I imagine LLMs are probably positioned now to push distant reading forward in an number of ways: enabling new techniques, allowing old techniques to be used without writing code, and helping novices get started with writing some code. (A lot of the maintainability issues that come with LLM code generation happily don't apply to research projects like this.)
Anyway, if you're interested in other computational techniques you can use to enrich this kind of reading, you might enjoy looking into "distant reading": https://en.wikipedia.org/wiki/Distant_reading
LLMs are great at finding media by vague descriptions. ;)
The book is almost certainly by *Franco Moretti*, who coined the term "distant reading." Given the timeframe ("maybe a decade ago") and the description, it's most likely one of these two:
1. *"Distant Reading"* (2013) — A collection of Moretti's essays that directly takes the concept as its title. This would fit well with "about a decade ago."
2. *"Graphs, Maps, Trees: Abstract Models for Literary History"* (2005) — His earlier and very influential work that laid out the quantitative, computational approach to literary analysis, even if it didn't use "distant reading" as prominently in the title.

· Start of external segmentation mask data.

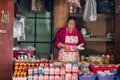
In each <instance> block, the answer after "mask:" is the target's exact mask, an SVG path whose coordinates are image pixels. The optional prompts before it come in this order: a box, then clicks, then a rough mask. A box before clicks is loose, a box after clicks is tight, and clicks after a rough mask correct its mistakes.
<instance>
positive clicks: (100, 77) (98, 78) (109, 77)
mask: <svg viewBox="0 0 120 80" xmlns="http://www.w3.org/2000/svg"><path fill="white" fill-rule="evenodd" d="M114 78H115V77H114V76H106V77H101V76H98V80H114Z"/></svg>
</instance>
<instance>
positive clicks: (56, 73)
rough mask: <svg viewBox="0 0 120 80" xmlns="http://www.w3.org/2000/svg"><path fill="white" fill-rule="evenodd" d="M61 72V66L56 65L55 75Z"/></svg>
mask: <svg viewBox="0 0 120 80" xmlns="http://www.w3.org/2000/svg"><path fill="white" fill-rule="evenodd" d="M59 74H60V67H55V75H59Z"/></svg>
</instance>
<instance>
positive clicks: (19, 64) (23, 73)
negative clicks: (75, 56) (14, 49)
mask: <svg viewBox="0 0 120 80" xmlns="http://www.w3.org/2000/svg"><path fill="white" fill-rule="evenodd" d="M22 77H23V78H25V79H23V78H22ZM15 78H17V79H18V78H22V79H19V80H27V79H28V80H42V79H44V80H78V63H77V62H72V63H69V62H68V63H62V64H61V65H59V66H58V65H57V66H56V65H54V64H53V62H52V61H50V60H36V61H34V60H31V61H26V60H24V61H21V60H20V61H18V60H16V63H15V68H14V75H13V79H15Z"/></svg>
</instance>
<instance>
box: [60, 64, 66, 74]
mask: <svg viewBox="0 0 120 80" xmlns="http://www.w3.org/2000/svg"><path fill="white" fill-rule="evenodd" d="M60 75H65V66H61V67H60Z"/></svg>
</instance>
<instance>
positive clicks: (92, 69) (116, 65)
mask: <svg viewBox="0 0 120 80" xmlns="http://www.w3.org/2000/svg"><path fill="white" fill-rule="evenodd" d="M118 66H119V65H112V64H108V65H93V64H91V65H90V70H91V71H92V72H94V73H97V71H108V70H109V71H114V70H115V71H116V70H117V68H118Z"/></svg>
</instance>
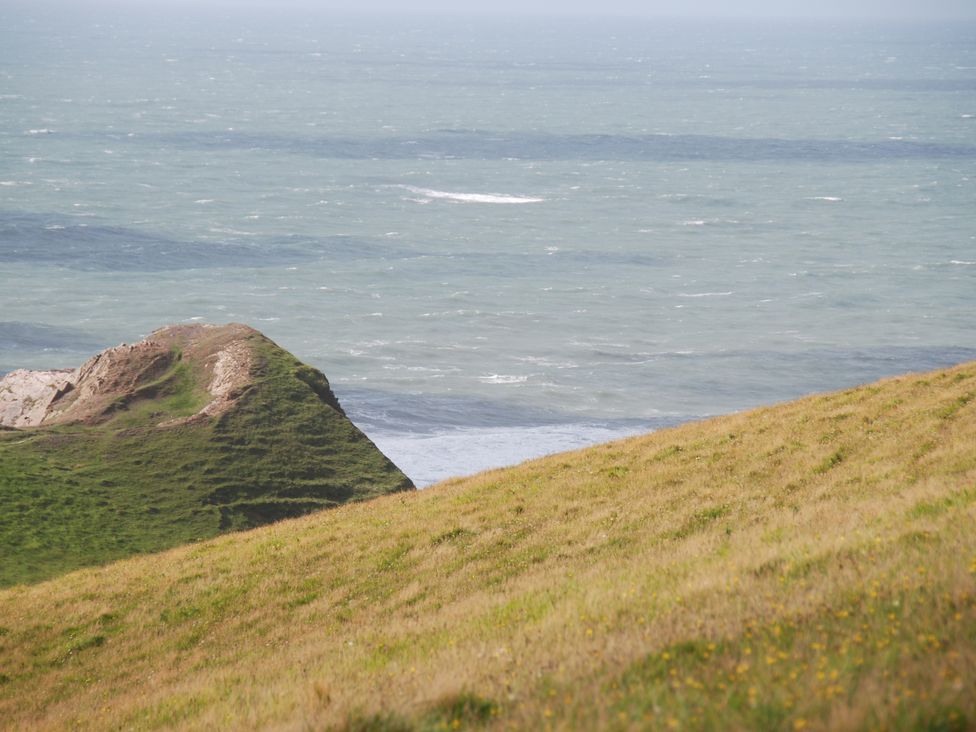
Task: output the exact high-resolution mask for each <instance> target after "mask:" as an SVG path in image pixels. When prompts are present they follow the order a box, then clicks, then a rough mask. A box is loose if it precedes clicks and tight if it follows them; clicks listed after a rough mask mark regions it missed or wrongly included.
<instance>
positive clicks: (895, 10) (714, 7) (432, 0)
mask: <svg viewBox="0 0 976 732" xmlns="http://www.w3.org/2000/svg"><path fill="white" fill-rule="evenodd" d="M12 1H13V3H14V4H17V2H18V0H12ZM34 2H36V3H39V4H42V5H49V4H57V2H58V0H54V2H53V3H52V2H46V1H45V0H34ZM61 4H62V5H67V6H68V7H71V8H74V9H80V8H82V7H84V6H86V5H91V6H98V5H101V6H115V7H125V8H152V9H158V10H164V9H165V8H167V7H172V6H174V5H180V6H183V7H186V6H197V7H201V8H206V7H208V6H210V7H219V8H221V9H231V8H235V7H236V8H254V7H264V8H269V9H272V10H275V11H276V12H277V13H278V14H280V13H281V12H286V11H287V10H289V9H302V10H310V9H319V10H327V11H341V12H350V11H352V12H357V13H361V12H383V13H396V14H410V13H418V14H419V13H424V14H429V13H443V14H485V15H505V14H508V15H511V14H533V15H598V16H599V15H635V16H677V17H706V18H707V17H715V18H724V17H733V18H755V17H758V18H763V17H769V18H784V17H785V18H832V17H839V18H845V17H846V18H881V19H892V20H897V19H904V18H920V19H925V18H929V19H933V20H935V19H945V18H964V19H972V20H976V0H61Z"/></svg>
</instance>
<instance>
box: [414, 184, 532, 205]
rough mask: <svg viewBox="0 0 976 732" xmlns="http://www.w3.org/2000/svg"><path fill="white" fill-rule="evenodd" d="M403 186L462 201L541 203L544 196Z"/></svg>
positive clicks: (449, 198)
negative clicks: (516, 194)
mask: <svg viewBox="0 0 976 732" xmlns="http://www.w3.org/2000/svg"><path fill="white" fill-rule="evenodd" d="M400 187H401V188H403V189H405V190H408V191H410V192H411V193H415V194H417V195H420V196H426V197H427V198H443V199H446V200H449V201H461V202H462V203H541V202H542V201H544V200H545V199H544V198H534V197H531V196H510V195H507V194H502V193H455V192H453V191H438V190H434V189H433V188H417V187H416V186H400Z"/></svg>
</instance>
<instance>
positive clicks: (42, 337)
mask: <svg viewBox="0 0 976 732" xmlns="http://www.w3.org/2000/svg"><path fill="white" fill-rule="evenodd" d="M106 345H107V344H106V343H104V342H103V341H102V340H101V339H99V338H97V337H96V336H94V335H92V334H91V333H86V332H85V331H83V330H77V329H73V328H59V327H58V326H55V325H48V324H46V323H20V322H16V321H14V322H0V352H7V351H91V352H92V353H94V352H96V351H99V350H101V349H103V348H105V347H106Z"/></svg>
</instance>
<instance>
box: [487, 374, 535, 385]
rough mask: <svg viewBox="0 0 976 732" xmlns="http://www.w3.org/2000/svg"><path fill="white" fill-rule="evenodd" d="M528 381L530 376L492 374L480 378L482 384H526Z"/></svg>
mask: <svg viewBox="0 0 976 732" xmlns="http://www.w3.org/2000/svg"><path fill="white" fill-rule="evenodd" d="M528 380H529V377H528V376H515V375H513V374H491V375H489V376H479V377H478V381H480V382H481V383H482V384H524V383H525V382H526V381H528Z"/></svg>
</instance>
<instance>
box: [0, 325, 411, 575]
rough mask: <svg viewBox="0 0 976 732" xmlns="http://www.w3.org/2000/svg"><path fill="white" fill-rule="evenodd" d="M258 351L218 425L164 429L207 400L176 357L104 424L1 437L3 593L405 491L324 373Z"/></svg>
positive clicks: (215, 419) (1, 478)
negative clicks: (323, 511) (329, 388)
mask: <svg viewBox="0 0 976 732" xmlns="http://www.w3.org/2000/svg"><path fill="white" fill-rule="evenodd" d="M251 344H252V347H253V349H254V354H255V356H256V364H255V366H254V385H253V386H252V387H251V388H250V389H249V390H248V391H247V392H246V393H245V394H244V396H243V397H241V399H240V401H239V402H238V405H237V407H236V408H235V409H233V410H231V411H229V412H227V413H225V414H223V415H221V416H220V417H218V418H216V419H211V420H208V421H203V422H193V423H189V424H181V425H176V426H172V427H165V428H160V427H158V426H157V424H158V423H159V422H160V421H164V420H166V419H171V418H177V417H186V416H189V415H192V414H194V413H196V412H197V411H198V410H199V409H200V408H201V407H202V406H203V405H204V404H206V402H207V401H208V400H209V396H208V395H207V394H206V392H205V389H204V388H202V387H201V385H200V384H201V381H202V378H201V377H199V376H198V375H197V374H195V373H194V369H195V368H196V365H195V364H191V363H188V362H187V361H184V360H182V359H181V358H180V357H179V354H176V357H175V358H174V359H173V364H172V366H171V367H170V368H169V369H168V370H167V371H166V372H165V373H164V374H162V375H161V376H160V377H159V378H157V379H156V380H154V381H153V382H151V383H149V384H145V385H143V386H141V387H140V388H139V389H138V390H137V391H136V392H135V393H134V394H133V395H132V397H130V398H129V399H126V400H124V401H123V402H120V403H119V404H117V405H114V409H113V411H112V414H111V418H110V419H109V420H108V421H105V422H102V423H100V424H97V425H92V426H82V425H64V426H57V427H49V428H42V429H36V430H23V431H9V430H8V431H2V432H0V586H4V585H10V584H14V583H18V582H35V581H38V580H41V579H46V578H49V577H53V576H56V575H58V574H61V573H63V572H66V571H70V570H72V569H76V568H78V567H82V566H86V565H90V564H100V563H104V562H108V561H112V560H116V559H121V558H123V557H127V556H131V555H133V554H140V553H147V552H155V551H159V550H162V549H166V548H169V547H172V546H177V545H179V544H186V543H190V542H194V541H199V540H201V539H206V538H209V537H212V536H215V535H217V534H219V533H222V532H225V531H230V530H237V529H246V528H251V527H254V526H258V525H261V524H264V523H268V522H271V521H276V520H279V519H282V518H286V517H294V516H300V515H303V514H305V513H308V512H310V511H314V510H318V509H322V508H327V507H332V506H336V505H339V504H341V503H344V502H347V501H350V500H360V499H363V498H371V497H374V496H377V495H381V494H383V493H387V492H390V491H395V490H401V489H403V488H405V487H408V485H409V484H408V481H407V480H406V478H405V477H404V476H403V475H402V474H401V473H400V472H399V471H398V470H396V468H395V467H394V466H393V465H392V464H391V463H390V462H389V461H388V460H387V459H386V458H385V457H384V456H382V455H381V454H380V453H379V451H378V450H376V448H375V446H373V445H372V443H371V442H369V441H368V440H367V439H366V438H365V437H364V436H363V435H362V434H361V433H360V432H359V431H358V430H357V429H356V428H355V427H354V426H353V425H352V424H351V423H349V422H348V420H346V419H345V417H344V415H343V414H342V413H341V412H340V411H339V410H338V404H337V403H336V402H335V398H334V397H333V396H332V394H331V391H330V390H329V386H328V382H327V381H326V380H325V377H324V376H322V374H321V373H319V372H318V371H316V370H314V369H312V368H310V367H308V366H305V365H304V364H301V363H300V362H298V361H297V360H296V359H294V357H292V356H291V355H290V354H288V353H286V352H284V351H282V350H281V349H279V348H278V347H277V346H275V345H274V344H273V343H271V342H270V341H268V340H266V339H264V338H263V337H261V336H258V335H255V336H254V337H252V338H251ZM203 383H205V382H203Z"/></svg>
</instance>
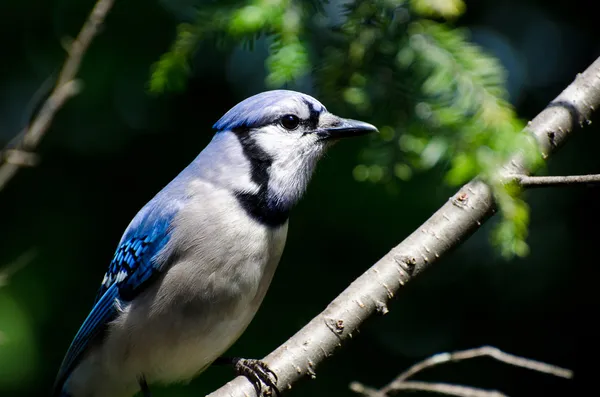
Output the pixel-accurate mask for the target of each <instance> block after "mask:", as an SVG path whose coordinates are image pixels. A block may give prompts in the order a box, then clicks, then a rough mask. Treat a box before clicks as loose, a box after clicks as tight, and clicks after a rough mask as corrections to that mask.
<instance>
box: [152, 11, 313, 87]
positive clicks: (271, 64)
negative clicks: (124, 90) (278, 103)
mask: <svg viewBox="0 0 600 397" xmlns="http://www.w3.org/2000/svg"><path fill="white" fill-rule="evenodd" d="M238 3H243V4H244V5H243V6H241V5H240V4H238ZM304 18H305V15H304V8H303V5H302V3H299V2H294V1H292V0H251V1H246V2H234V3H233V4H219V5H216V6H214V5H213V6H211V7H203V9H201V10H199V11H198V17H197V18H196V22H195V23H193V24H187V23H183V24H181V25H180V27H179V29H178V33H177V37H176V39H175V42H174V43H173V45H172V47H171V49H170V50H169V52H168V53H166V54H165V55H163V56H162V57H161V59H160V60H159V61H158V62H157V63H156V64H155V65H154V66H153V71H152V75H151V78H150V91H151V92H154V93H162V92H165V91H169V90H181V89H182V88H184V86H185V82H186V79H187V77H188V76H189V74H190V72H191V69H190V67H189V66H188V62H189V59H190V58H191V56H192V55H193V53H194V52H195V50H196V49H197V48H198V45H199V43H200V40H204V39H206V40H211V39H212V40H214V39H224V40H221V42H227V41H228V39H229V41H230V42H231V44H250V46H252V44H253V42H254V40H255V39H256V38H257V37H260V36H262V35H267V36H269V37H270V38H271V39H272V40H273V43H272V45H271V46H270V47H269V57H268V58H267V60H266V62H265V64H266V67H267V70H268V72H269V73H268V75H267V81H266V82H267V84H268V85H269V86H271V87H280V86H282V85H284V84H286V83H287V82H290V81H294V80H295V79H297V78H299V77H301V76H303V75H304V74H306V73H307V71H308V70H309V68H310V61H309V59H308V51H307V48H306V44H305V42H304V41H302V40H301V39H300V35H301V33H302V28H303V23H304V21H303V19H304Z"/></svg>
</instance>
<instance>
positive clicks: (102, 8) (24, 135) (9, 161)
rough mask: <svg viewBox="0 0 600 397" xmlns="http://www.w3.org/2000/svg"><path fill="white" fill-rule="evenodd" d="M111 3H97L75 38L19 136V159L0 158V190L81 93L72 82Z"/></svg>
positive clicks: (103, 2)
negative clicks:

Moretti, who founded the Stanford Literary Lab, was the major proponent of the idea that we should analyze literature not just through careful reading of individual canonical texts, but through large-scale computational analysis of hundreds or thousands of works—looking at trends in genre evolution, plot structures, title lengths, and other patterns that only emerge at scale.
Given that the commenter specifically remembers learning the term "distant reading" from the book, my best guess is *"Distant Reading" (2013)*, though "Graphs, Maps, Trees" is also a strong possibility if their memory of "a decade" is approximate.